Robert Lightfoot Jr.
Photographer: Andrew Harrer/Bloomberg

In its second year without a permanent leader, NASA has been trying to pivot back toward human spaceflight for the first time since the Space Shuttle program ended in 2011. Simultaneously, it faces critical decisions about how to end America’s role in the International Space Station. Now the career agency hand who had been steering the ship is leaving, too.

Lightfoot, a former director of NASA’s Marshall Space Flight Center in Huntsville, Alabama, began his career as a test engineer on the shuttle engine program. In a memo to NASA employees Monday, he said his announcement was made with “bittersweet feelings.”

“I leave NASA blessed with a career full of memories of stunning missions, cherished friendships, and an incredible hope for what is yet to come,” he wrote. A NASA spokesman declined to comment.

Lightfoot has served as the interim director since January 2017, when Charles Bolden resigned at the end of the Obama administration. President Donald Trump’s nominee to lead NASA, Oklahoma Congressman Jim Bridenstine, has been entangled in a partisan fight in the Senate.

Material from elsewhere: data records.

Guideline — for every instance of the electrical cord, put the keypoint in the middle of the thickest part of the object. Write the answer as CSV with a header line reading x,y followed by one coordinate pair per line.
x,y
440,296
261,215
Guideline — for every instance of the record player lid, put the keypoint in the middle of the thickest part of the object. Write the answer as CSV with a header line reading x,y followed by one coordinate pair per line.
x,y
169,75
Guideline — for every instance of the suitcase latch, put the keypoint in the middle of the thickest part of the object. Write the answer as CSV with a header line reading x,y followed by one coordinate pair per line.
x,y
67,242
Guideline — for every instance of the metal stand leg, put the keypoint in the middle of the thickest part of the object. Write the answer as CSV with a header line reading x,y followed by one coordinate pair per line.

Bridenstine, a Republican, “has the highest regard” for Lightfoot, “who has dedicated his life to the world's greatest space agency,” spokeswoman Sheryl Kaufman said in an email. The congressman “remains optimistic” regarding a confirmation vote soon, she said.

Florida Senator Bill Nelson, who has led Senate Democrats in their unified opposition to Bridenstine, said there are “a number of highly qualified individuals” at NASA who could replace Lightfoot. “Longer term, the White House needs to nominate a space professional for NASA administrator who will actually garner strong bipartisan support,” Nelson said in a statement. “The current nominee doesn’t have the votes.”